2) A fondamento del ricorso si deduce, con il primo motivo, la violazione dell'art. 606 c.p.p., comma 1, lett. d ed e perchè i giudici di merito avrebbero illegittimamente respinto la richiesta di acquisizione di documenti idonei a dimostrare che, in capo all'imputato, non esisteva alcuna posizione di garanzia riferibile all'epoca in cui l'incidente era avvenuto; egli si era occupato dell'alveo fognario di (OMISSIS) solo in occasione dell'evento alluvionale del settembre 2001 e la documentazione di cui si chiedeva l'acquisizione era idonea a dimostrare questa circostanza.
 

Con il secondo motivo di ricorso si deduce il vizio di motivazione con riferimento alla circostanza che il Tribunale, invece di esaminare le censure proposte con l'appello, si è limitato ad un rinvio alla sentenza di primo grado omettendo quindi di motivare sui punti censurati ed in particolare sull'esistenza del rapporto di causalità tra condotta ed evento e sull'individuazione della regola cautelare violata.
In particolare, secondo il ricorrente, il giudice di appello, benchè sollecitato con i motivi di impugnazione, non avrebbe neppure esaminato le censure che si riferivano alle gravi contraddizioni nelle quali era caduta la persona offesa nel descrivere il fatto e all'attendibilità dei testimoni S.A. e D.M. S..
 

Con il terzo motivo si deduce ancora il vizio di motivazione con riferimento all'esistenza di una posizione di garanzia in capo al ricorrente.

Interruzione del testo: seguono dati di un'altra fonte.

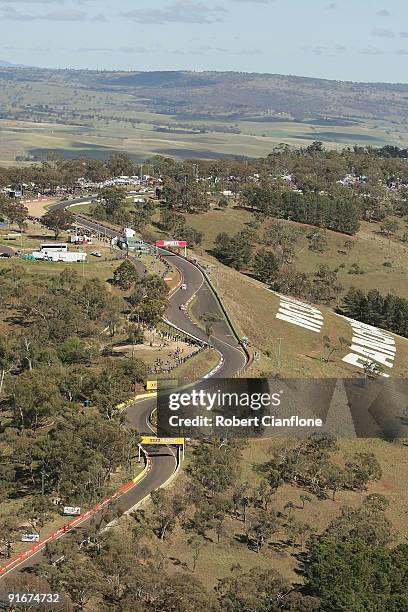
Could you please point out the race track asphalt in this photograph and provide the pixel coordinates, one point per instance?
(162, 460)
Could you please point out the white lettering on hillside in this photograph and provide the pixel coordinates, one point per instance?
(369, 345)
(299, 313)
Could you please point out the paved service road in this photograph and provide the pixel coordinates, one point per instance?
(162, 461)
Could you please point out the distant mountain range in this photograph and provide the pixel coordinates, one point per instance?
(4, 64)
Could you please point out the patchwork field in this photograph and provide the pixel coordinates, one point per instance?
(85, 114)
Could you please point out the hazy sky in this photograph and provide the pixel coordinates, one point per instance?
(365, 40)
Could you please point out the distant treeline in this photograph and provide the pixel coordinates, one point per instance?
(386, 311)
(338, 214)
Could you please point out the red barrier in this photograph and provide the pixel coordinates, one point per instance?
(65, 528)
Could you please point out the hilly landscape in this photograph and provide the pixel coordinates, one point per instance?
(189, 114)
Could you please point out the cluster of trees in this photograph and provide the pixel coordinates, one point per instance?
(61, 434)
(308, 464)
(351, 565)
(148, 297)
(386, 311)
(274, 265)
(340, 214)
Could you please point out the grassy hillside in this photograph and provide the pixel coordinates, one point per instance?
(369, 249)
(254, 309)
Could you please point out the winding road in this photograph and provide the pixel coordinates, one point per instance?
(161, 461)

Nel ricorso si riporta la dichiarazione del teste S., superiore diretto del ricorrente, secondo cui al servizio fognature cui era preposto l'imputato competeva il convogliamento delle acque mentre gli alvei fognari "sono appartenenti al Genio Civile" ed egli era intervenuto successivamente all'incidente come ogni volta in cui si crea un problema; ma ciò non può valere a creare una posizione di garanzia senza che venga individuata la fonte e sulla base di un accertamento di polizia giudiziaria privo di alcuna conferma. Nè può trarsi, l'esistenza di questa posizione, dalla circostanza che A. era stato nominato direttore dei lavori dì ripristino a seguito degli eventi alluvionali del 2001.
 

 

2) Va premesso che il reato contestato all'imputato non è ad oggi ancora estinto per prescrizione. All'ordinario termine di prescrizione, che scadrebbe il 24 marzo 2010, vanno infatti aggiunti i seguenti periodi di sospensione:
 - dal 16.3 al 13.4.2010 (richiesta rinvio per studio questione);
 - dal 29.10.2008 al 9.1.2009; dal 28.6 al 20.9.2007; dal 14.12.2006 al 5.4.2007; dal 20.5 al 22.6.2004: tutti per astensione dalle udienze da parte degli avvocati;
 - dal 21.4 al 20.5.2004 per impedimento dell'imputato.
 I periodi di sospensione sono dunque pari a mesi undici e giorni 25 che vanno aggiunti al termine del 24 marzo 2010 e fanno ritenere che ad oggi il termine massimo di prescrizione non sia ad oggi ancora decorso.
 

3) Ciò premesso deve rilevarsi che il ricorso, per alcuni aspetti inammissibile laddove richiede al giudice di legittimità una diversa valutazione dei fatti, è comunque infondato e deve conseguentemente essere rigettato.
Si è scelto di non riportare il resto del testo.